The California State Assembly passed Bill SB-239 last week, decriminalizing HIV-positive status and reducing the penalty for intentionally exposing a person to HIV from felony to misdemeanor. Openly LGBTQ California state legislators helped push forward the bill — which will make easier the lives of many Californians living with HIV.
This is a big first step in the de-stigmatization and decriminalization process of the HIV-positive status. Current law allows for a felony conviction to be handed down to an HIV-positive person, regardless of their treatment status and/or detectability of the virus, and without that person ever having had sexual contact with whom they are “intentionally exposing” to HIV.
38 states currently have HIV-specific laws regarding informed consent and or counseling for HIV-positive persons. In California alone, 800 people have been targeted under HIV-specific law between 1988 and 2014. None of these cases required HIV transmission as a reason to charge an HIV-positive person.
“I am hopeful that this passage will be another step forward for restorative justice and ensure justice for everyone, no matter their gender, race or economic status,” said Shay Franco-Clausen, current Victory Empowerment Fellow and candidate for city council in San Jose, California. “I hope this bill reminds us that HIV and AIDS are still a very important issue for our community, and that education programs and better health access, especially for the LGBTQ community, we are working to end the disease.”

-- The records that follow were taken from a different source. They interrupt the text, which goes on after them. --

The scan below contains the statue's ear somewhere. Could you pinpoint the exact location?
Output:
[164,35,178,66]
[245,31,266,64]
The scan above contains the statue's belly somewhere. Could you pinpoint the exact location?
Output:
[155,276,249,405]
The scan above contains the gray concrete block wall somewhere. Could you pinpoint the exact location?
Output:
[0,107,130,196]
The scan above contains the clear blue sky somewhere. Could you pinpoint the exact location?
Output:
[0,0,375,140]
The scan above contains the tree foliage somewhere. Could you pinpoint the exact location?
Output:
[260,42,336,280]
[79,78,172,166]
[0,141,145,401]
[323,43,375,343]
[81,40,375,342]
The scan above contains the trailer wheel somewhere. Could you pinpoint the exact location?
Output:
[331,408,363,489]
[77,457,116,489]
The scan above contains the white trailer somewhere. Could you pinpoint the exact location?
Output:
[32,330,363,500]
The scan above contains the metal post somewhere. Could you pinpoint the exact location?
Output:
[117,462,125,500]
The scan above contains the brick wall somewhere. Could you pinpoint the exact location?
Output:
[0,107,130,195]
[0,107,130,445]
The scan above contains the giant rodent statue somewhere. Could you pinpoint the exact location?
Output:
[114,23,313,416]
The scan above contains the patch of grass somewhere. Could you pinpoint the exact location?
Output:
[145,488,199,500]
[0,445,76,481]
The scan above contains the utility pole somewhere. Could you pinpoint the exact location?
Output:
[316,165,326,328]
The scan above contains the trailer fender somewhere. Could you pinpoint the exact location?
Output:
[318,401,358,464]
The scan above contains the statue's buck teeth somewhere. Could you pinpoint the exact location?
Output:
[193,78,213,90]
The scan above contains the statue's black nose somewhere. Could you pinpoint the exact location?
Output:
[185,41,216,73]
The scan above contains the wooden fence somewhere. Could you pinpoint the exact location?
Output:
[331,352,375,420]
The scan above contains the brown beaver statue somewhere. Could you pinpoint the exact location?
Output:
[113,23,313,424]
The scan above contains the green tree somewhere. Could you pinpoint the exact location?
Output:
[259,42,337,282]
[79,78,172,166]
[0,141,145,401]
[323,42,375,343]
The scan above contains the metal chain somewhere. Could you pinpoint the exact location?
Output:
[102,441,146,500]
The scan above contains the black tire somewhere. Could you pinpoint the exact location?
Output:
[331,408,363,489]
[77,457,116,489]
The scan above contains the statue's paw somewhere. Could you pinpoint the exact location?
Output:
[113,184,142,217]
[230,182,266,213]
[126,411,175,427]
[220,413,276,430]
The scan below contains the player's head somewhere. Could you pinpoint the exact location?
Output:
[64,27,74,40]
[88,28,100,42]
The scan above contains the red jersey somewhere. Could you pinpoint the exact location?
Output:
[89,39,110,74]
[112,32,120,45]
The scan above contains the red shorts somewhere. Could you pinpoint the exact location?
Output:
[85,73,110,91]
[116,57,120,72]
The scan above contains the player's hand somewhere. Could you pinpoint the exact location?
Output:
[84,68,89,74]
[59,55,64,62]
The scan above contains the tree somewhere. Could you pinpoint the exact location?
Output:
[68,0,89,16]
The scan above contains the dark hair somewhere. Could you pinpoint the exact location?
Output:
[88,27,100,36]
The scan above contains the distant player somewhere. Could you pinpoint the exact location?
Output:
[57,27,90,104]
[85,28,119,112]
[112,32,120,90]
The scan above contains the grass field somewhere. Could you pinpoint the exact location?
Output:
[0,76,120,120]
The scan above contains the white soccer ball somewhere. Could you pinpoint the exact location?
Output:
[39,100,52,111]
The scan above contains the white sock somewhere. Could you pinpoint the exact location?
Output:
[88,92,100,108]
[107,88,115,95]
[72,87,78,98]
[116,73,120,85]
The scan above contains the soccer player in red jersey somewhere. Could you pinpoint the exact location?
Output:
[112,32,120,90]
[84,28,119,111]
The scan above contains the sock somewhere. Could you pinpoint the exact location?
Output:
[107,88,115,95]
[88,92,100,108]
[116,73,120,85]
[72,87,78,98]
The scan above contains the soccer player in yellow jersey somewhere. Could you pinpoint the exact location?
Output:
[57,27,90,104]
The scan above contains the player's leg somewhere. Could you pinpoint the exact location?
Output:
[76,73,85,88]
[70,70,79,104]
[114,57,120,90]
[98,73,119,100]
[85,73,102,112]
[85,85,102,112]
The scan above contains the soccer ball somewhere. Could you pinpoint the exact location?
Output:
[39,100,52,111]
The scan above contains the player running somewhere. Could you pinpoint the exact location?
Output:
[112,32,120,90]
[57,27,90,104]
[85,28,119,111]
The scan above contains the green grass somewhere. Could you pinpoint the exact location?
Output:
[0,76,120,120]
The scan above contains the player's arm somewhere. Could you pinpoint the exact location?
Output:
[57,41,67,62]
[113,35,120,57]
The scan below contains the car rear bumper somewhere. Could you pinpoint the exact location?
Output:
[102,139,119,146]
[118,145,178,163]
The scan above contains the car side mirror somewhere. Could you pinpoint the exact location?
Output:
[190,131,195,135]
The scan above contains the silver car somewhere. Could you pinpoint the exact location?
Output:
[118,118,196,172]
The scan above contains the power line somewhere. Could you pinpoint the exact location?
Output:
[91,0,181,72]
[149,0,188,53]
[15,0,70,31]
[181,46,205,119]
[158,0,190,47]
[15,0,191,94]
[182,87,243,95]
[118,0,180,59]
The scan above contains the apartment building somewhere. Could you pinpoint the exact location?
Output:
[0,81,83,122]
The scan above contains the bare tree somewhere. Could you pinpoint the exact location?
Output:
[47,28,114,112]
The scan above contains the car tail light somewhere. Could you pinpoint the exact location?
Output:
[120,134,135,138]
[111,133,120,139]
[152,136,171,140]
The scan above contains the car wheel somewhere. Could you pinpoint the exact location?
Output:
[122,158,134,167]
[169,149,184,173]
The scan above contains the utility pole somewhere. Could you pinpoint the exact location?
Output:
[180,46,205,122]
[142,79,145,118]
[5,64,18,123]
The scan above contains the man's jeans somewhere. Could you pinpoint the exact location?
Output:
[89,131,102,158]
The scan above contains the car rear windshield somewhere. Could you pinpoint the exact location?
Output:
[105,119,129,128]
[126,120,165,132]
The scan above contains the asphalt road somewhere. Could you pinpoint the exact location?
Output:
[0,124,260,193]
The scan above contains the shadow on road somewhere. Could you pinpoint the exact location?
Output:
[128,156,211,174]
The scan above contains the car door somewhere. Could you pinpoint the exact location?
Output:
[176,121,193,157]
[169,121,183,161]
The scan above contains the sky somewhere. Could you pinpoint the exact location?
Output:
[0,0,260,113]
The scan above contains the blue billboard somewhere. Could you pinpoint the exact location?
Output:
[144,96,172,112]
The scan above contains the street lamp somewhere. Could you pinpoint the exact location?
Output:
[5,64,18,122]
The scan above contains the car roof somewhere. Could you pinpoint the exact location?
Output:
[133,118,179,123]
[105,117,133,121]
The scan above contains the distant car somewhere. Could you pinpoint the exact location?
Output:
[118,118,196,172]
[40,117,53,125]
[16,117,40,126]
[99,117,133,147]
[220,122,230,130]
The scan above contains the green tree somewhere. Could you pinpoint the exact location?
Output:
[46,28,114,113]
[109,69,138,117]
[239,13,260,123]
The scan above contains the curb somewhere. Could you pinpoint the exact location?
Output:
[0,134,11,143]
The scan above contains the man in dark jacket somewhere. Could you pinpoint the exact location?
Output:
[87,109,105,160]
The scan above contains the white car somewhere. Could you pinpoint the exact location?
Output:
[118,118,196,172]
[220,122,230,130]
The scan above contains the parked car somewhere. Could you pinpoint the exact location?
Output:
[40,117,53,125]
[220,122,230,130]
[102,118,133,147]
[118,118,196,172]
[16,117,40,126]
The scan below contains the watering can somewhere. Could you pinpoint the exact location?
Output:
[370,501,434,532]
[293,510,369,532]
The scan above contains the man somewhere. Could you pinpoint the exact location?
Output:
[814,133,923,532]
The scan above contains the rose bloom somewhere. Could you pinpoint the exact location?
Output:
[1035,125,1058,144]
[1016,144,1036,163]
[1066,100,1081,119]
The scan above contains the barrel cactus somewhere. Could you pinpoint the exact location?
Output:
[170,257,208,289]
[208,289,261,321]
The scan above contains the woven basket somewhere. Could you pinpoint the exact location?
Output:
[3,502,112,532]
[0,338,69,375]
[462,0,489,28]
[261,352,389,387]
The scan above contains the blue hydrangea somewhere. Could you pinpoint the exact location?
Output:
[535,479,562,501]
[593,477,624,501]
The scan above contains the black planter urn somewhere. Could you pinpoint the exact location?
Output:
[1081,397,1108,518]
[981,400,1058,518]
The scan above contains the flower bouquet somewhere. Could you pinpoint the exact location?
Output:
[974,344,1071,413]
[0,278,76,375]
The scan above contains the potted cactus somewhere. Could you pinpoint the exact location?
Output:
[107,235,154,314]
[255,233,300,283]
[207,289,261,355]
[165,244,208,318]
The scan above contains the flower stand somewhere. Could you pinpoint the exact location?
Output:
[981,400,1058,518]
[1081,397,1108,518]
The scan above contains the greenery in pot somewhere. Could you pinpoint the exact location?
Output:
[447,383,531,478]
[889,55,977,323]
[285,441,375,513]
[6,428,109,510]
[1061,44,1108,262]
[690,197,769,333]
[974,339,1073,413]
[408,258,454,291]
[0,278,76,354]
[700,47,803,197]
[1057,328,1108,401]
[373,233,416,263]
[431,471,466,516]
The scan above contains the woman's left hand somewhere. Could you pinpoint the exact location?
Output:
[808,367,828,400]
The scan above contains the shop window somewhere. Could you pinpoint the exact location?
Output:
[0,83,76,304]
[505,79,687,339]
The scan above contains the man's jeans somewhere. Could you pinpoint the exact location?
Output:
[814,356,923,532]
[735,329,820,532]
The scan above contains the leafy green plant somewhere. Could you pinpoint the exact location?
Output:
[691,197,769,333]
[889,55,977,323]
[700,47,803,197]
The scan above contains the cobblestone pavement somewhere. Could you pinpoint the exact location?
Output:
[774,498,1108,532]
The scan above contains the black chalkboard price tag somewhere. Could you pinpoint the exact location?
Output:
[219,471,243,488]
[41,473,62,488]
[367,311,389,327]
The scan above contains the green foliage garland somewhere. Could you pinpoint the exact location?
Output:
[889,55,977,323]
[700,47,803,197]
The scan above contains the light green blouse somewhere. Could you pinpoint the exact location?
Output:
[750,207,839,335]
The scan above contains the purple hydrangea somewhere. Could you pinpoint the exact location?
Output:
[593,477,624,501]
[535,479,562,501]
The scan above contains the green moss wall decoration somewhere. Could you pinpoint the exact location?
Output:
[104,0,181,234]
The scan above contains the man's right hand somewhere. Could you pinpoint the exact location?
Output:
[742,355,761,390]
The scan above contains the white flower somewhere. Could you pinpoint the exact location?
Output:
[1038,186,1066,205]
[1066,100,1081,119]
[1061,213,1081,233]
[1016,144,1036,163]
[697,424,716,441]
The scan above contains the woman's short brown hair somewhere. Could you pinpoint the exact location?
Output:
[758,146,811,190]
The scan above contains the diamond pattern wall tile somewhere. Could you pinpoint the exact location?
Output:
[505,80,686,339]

This is not just a big win for the LGBTQ community in California, but for women and people of color as well. According to a 2016 Williams Institute study, less than 13 percent of HIV-positive Californians are women, but HIV-positive women account for 43 percent of HIV -positive criminal cases. Similarly, Latinos and African Americans are 51 percent of the HIV-positive population in California, but make up 67 percent of criminal cases related to HIV-positive legislation.
The bill still requires approval by the State Senate and to be signed into law by California Governor Jerry Brown.